UFOLO, na pessoa do seu Director, Rafael Marques, contactou-me para fazer um texto na base da minha comunicação no fórum realizado no Lubango, para ser publicado no site dessa organização. Mandei no mesmo dia, há uma semana, e a cena nunca foi publicada, lá. Como não estou para censuras, ei-lo aqui, a quem interessar. Boa leitura.
No presente exercício buscaremos fazer uma incursão que parta da noção de Direitos Humanos e como eles se operacionalizam ou se efectivam, no actual contexto de Angola, marcado por manifestações sucessivas e uma abordagem dos órgãos do Estado muito criticada.
Os Direitos Humanos (DH), que, em tese, visam um ideal de igualdade entre os cidadãos e impor limites ao arbítrio do Estado, são uma discussão datada, mas é a partir do século XVIII, citando, aqui, T.H. Marshall, que se efectiva a sua primeira dimensão, a dos Direitos Civis. Que inculcam um ideal de igualdade dos cidadãos perante à lei, no usufruto dos direitos e cumprimento dos deveres. No século XIX, ao se perceber que nem sempre as leis salvaguardam os interesses da colectividade, sendo que algumas são orquestradas mesmo para proteger privilégios do poder instituído, nasce a segunda dimensão, o que alguns teóricos chamam de geração, a dos Direitos políticos. Estes, visando garantir o direito de participação política, não só para os cidadãos, no geral, participarem dos mecanismos do exercício do poder, da elaboração das leis, como, essencialmente, para garantir liberdades de expressão, reunião e manifestação quando se visse um interesse individual e colectivo atacado. Ou, como sugere Santo Agostinho, insurgir-se à leis “injustas”. Mas como para uma participação mais efectiva só a lei e a possibilidade de participar não bastam, se às pessoas faltar o poder económico, então, no século XX, surge a terceira dimensão dos Direitos Humanos, a dos direitos Sociais e Económicos, que garantem emprego, renda e outras formas de os cidadãos terem o necessário para existir com dignidade humana.

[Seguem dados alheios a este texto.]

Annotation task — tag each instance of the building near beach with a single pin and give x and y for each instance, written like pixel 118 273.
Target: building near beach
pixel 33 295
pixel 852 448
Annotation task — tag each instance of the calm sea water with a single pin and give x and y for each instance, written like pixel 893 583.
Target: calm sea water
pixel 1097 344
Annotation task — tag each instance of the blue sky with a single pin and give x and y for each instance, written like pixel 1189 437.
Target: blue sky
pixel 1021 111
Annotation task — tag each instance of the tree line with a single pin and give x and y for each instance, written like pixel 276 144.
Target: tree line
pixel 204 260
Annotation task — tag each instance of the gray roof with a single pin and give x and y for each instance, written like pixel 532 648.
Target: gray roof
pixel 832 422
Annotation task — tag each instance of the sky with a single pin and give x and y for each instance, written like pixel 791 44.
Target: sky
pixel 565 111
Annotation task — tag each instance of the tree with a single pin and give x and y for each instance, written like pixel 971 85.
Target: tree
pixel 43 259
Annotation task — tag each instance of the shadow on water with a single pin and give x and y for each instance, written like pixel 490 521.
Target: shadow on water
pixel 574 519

No entanto, é no ano de 1948, pelos acontecimentos registados na segunda guerra mundial, o holocausto e a visível banalização do mal, evocando Annah Arendt, que a ONU cria a Declaração Universal do Direitos Humanos, os quais Angola efectiva, em 1992, com a abolição da pena de morte e a instituição de um quadro de maior abertura política para os cidadãos no geral. Neste olhar, a abordagem do órgãos do Estado passam a estar sobre alçada desse ideal do mundo moderno, onde a proteção da dignidade humana se torna o ponto sumo nas demandas de qualquer nação-estado.
Em 2011, nos eventos a que se chamou de “Primavera Árabe”, a região do Magrebe foi observando onda de reivindicações e manifestações que visão a destituição longeva das lideranças daquela zona, começando por Bouazizi, à data, presidente tunisino. Essa onda inspirou jovens angolanos que se viam com o futuro adiado, procurando, por isso, mudar o quadro. Dentre as suas reivindicações constavam o tempo exacerbado do exercício do poder de José Eduardo dos Santos, há 32 anos no poder (1979-2011), e, segundo Nuno Dala, citado por Blanes (2016), nestas reivindicações, ainda se podiam indicar: a pobreza endémica, (…) a corrupção, o silenciamento da sociedade civil, os ataques à liberdade de expressão. No entanto, esses factores acabam por levar jovens, cujo perfil é traçado por Rafael Marques (vide entrevista à DW, a 04/07/2014), às ruas, exercendo o seu direito fundamental. Essas ondas são fortemente reprimidas pelo poder político. Violando-se, assim,os direitos dos cidadãos constitucionalmente garantidos (cfr artigo 47 da CRA).
Em 2017, com a chegada da nova senhora ao poder, primeiro, se desconstrói a narrativa da longevidade do exercício do poder, “32 É Muito”. Em segundo, é apresentado um discurso político que atende as demandas da conjuntura, o combate à corrupção, à impunidade, a oferta de mais empregos, maior garantia das liberdades individuais. Esse quadro retira os jovens das ruas, que passam a dar uma espécie de “tempo de graça” ao novo timoneiro dos destinos da nação.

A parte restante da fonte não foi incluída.